Being professional is important but being fun will get your call returned. When you leave your complete name and number, you're just a number. The longer your message, the less likely it is to be returned. Fun doesn't have to be falling-down funny but leaving a unique message will usually engage the listener. Remember, the purpose of your voice-mail is to get someone to return your call. It's not to make a sale or make an appointment - it's just to get a returned call.

Practice your pitch.
Once your call has been returned or put through, know what you want to say and speak clearly. Your pitch may go something like this. "Hi, Scott, my name is John. I’m calling about vacancies in the marketing department - is this a good time to talk?" If it isn't, suggest another time; "OK, if I call back at 4.30pm, will you be free then?" Speaking with confidence and pinning down a time to talk is important. Ask for a direct extension and call back at the proper time.

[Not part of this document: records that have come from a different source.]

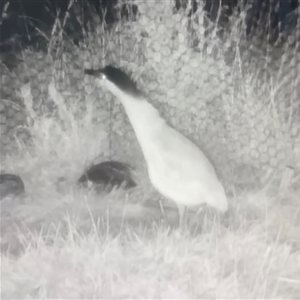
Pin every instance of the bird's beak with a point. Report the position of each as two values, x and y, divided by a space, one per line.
95 73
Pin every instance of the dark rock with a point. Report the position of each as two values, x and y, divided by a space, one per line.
109 174
11 185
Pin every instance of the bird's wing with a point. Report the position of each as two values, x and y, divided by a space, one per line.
176 158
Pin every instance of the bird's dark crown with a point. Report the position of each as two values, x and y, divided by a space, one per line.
117 76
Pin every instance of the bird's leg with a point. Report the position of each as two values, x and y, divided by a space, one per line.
181 212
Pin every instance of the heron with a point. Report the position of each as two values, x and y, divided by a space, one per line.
177 168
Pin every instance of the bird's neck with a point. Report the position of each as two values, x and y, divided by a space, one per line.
144 118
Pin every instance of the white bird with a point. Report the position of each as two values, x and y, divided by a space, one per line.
177 168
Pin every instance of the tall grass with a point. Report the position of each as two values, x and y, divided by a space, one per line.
65 242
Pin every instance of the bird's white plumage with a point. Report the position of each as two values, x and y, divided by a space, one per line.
177 168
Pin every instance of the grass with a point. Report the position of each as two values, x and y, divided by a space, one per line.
63 242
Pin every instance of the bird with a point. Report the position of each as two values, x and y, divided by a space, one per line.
11 185
109 174
176 167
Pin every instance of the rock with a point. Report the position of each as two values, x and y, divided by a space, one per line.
108 174
11 185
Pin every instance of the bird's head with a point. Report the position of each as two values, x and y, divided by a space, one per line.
116 81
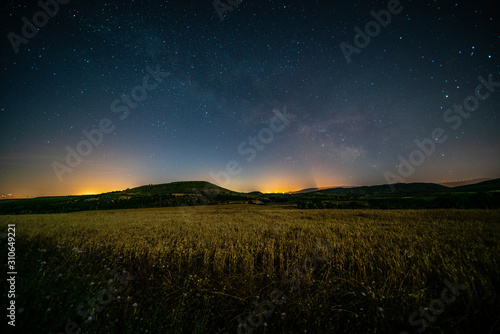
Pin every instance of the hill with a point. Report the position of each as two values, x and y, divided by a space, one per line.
490 185
463 183
181 187
398 189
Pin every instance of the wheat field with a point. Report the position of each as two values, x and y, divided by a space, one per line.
260 269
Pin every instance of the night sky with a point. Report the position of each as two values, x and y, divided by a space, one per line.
266 99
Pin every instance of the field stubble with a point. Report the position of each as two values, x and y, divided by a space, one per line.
197 269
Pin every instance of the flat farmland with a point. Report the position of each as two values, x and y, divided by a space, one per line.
260 269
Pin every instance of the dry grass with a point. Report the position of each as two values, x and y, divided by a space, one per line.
395 260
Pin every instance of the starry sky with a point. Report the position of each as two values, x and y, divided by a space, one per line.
275 96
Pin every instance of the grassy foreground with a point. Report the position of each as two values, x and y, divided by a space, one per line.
260 269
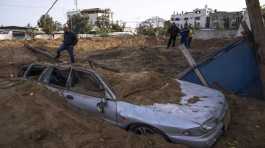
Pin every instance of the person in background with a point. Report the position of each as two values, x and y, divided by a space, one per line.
184 35
173 31
190 34
70 40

Keep your pitch short, sweet and include the right information - your name, where you’re currently working, why you’re calling, and what you want (a job with more opportunities, a meeting to discuss vacancies, etc.) If the answer is yes, then pin down a time that week or next and consider the meeting a job interview. If the answer is no, ask if you can send your resume with a list of your accomplishments and email your contact details in case something comes up in the future. Keep a record of all your calls and the firms’ responses. Make a note if you’re told, "There's nothing now, but call us back in six-months." Then call back at the suggested time.

Watch your self-talk.
Hope is not a state of the world but a state of mind, an orientation of the spirit. Vaclav Havel in an essay, Never Hope Against Hope, writes, “Hope is definitely not the same thing as optimism. It is not the conviction that something will turn out well, but the certainty that something makes sense, regardless of how it turns out. It is this hope, above all, that gives us strength to live and to continually try new things, even in conditions that seem hopeless.”

So, as you search, make sure your self-talk is about being extraordinary! Focus on your highest and best use. A lot of self-talk is negative – who I want to be that I’m not or what I want that I don’t have. Don’t go there. Our emotions are governed by the stories we tell ourselves.